JOSELITO NO FUE EL ÚNICO QUE MURIÓ
Por Juan Vicente Gutiérrez Magallanes
Aquí, en Colombia, parece difícil conservar la alegría sin que la empañe un hecho lamentable. Así lo demuestran los acontecimientos ocurridos en la ciudad de Barranquilla, donde, durante la celebración del Carnaval, fiesta popular considerada Patrimonio Nacional, se registraron más de diez homicidios.
Estos hechos me llevan a reflexionar sobre la carencia de seguridad y la desprotección del ciudadano, pues parece casi imposible llevar a cabo un magno evento, como lo son los carnavales, sin que la violencia irrumpa y lo ensombrezca.
Colombia debe guardar luto durante un tiempo prudente, en el que se promuevan congresos y estudios que giren en torno a la seguridad de los colombianos.

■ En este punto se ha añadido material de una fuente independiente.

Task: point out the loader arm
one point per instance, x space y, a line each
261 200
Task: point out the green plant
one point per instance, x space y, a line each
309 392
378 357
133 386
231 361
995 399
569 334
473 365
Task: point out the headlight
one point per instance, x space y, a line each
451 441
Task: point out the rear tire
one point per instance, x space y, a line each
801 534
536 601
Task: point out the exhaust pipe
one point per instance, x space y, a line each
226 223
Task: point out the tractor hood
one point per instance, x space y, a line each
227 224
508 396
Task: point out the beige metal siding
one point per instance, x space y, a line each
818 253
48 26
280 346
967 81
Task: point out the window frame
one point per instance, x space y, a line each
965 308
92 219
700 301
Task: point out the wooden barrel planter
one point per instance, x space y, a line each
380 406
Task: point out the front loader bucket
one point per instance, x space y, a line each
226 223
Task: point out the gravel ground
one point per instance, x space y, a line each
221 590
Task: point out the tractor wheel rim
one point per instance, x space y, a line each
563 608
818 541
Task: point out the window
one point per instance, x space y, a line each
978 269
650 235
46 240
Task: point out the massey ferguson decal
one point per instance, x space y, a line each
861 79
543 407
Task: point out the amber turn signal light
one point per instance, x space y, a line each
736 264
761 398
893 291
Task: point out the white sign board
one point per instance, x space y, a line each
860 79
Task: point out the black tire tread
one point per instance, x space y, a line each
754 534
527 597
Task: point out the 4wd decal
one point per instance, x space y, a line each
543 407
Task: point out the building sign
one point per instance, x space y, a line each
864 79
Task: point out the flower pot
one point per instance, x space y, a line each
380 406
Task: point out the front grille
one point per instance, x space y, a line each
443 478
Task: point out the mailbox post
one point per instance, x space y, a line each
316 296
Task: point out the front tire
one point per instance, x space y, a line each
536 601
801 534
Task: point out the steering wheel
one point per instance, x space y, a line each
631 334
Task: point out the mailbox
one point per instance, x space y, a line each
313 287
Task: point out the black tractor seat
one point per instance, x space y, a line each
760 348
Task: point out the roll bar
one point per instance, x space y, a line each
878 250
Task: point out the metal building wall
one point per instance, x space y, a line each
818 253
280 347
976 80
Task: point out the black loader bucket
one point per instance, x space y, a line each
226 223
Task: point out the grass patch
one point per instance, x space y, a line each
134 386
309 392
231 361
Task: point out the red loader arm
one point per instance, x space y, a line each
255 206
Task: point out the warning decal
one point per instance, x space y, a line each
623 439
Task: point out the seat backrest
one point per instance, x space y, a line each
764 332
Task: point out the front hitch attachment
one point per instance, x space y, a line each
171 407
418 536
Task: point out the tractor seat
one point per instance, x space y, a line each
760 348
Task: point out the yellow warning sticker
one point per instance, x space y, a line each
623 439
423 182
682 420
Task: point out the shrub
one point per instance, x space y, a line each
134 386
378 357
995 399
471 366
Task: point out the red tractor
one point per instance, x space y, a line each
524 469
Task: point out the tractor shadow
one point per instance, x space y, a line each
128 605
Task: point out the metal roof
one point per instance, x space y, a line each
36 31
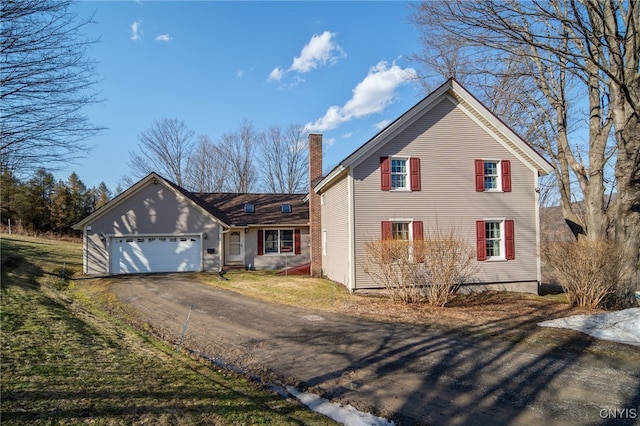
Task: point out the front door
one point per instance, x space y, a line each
235 246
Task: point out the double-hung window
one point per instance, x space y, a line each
278 241
493 175
400 231
493 236
398 173
495 239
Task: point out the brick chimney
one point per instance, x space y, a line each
315 175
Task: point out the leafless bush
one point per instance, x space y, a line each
449 261
433 268
587 270
390 264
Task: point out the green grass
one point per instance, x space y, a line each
65 360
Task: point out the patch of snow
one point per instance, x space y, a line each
346 415
620 326
313 318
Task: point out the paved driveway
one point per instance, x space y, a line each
412 374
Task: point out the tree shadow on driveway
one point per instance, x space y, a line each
417 375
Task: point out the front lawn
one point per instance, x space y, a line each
66 361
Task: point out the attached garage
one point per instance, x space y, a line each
161 253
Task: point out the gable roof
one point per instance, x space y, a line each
453 90
225 208
268 208
153 178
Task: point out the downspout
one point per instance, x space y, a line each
536 186
351 231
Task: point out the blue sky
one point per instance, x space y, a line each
340 68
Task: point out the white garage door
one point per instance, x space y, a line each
131 255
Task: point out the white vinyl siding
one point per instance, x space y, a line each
154 209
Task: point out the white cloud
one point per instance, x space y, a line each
136 32
276 74
321 50
381 124
370 96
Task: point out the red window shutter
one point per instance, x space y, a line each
418 231
414 172
506 175
386 230
479 176
481 242
509 240
296 241
260 242
385 173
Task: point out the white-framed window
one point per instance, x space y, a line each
400 231
399 170
493 232
278 241
491 176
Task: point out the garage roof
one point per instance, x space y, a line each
267 208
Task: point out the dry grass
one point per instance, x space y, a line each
67 361
503 315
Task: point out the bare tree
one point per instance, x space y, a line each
163 148
237 150
542 59
46 79
206 171
284 154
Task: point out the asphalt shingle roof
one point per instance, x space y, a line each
268 208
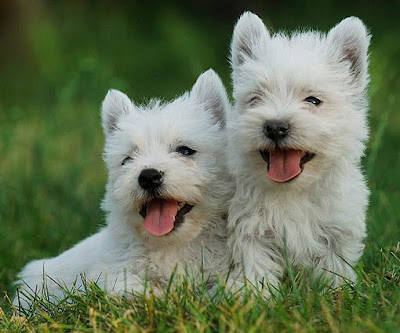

Se hace necesario solicitar a los gobernantes argentinos los mecanismos y estrategias que ellos emplean para mantener una nación más segura. Argentina está considerada como una de las naciones más seguras de Latinoamérica.
Es urgente que Colombia sea sometida a un análisis riguroso y concienzudo en materia de seguridad.
Argentina, situada en América del Sur, enfrenta necesidades similares a las de Colombia. Sin embargo, aquí cualquier festividad termina derivando en hechos violentos. Un caso que causa estupor y asombro es la celebración del Día de las Madres, que paradójicamente deja como saldo numerosas muertes.
Colombia debería entrar en un periodo de duelo que se prolongue por algunos años, durante el cual las fiestas populares sean restringidas, si no prohibidas, mientras se restablece el orden y la convivencia.
Lo ocurrido en Barranquilla me ha dejado perplejo. Fueron muchos los fallecidos que, irónicamente, acompañaron «La muerte de Joselito».
Es hora de que el pueblo colombiano emprenda un profundo examen de conciencia antes de que terminemos por perder la cordura, esa condición que nos distingue de la irracionalidad y la barbarie.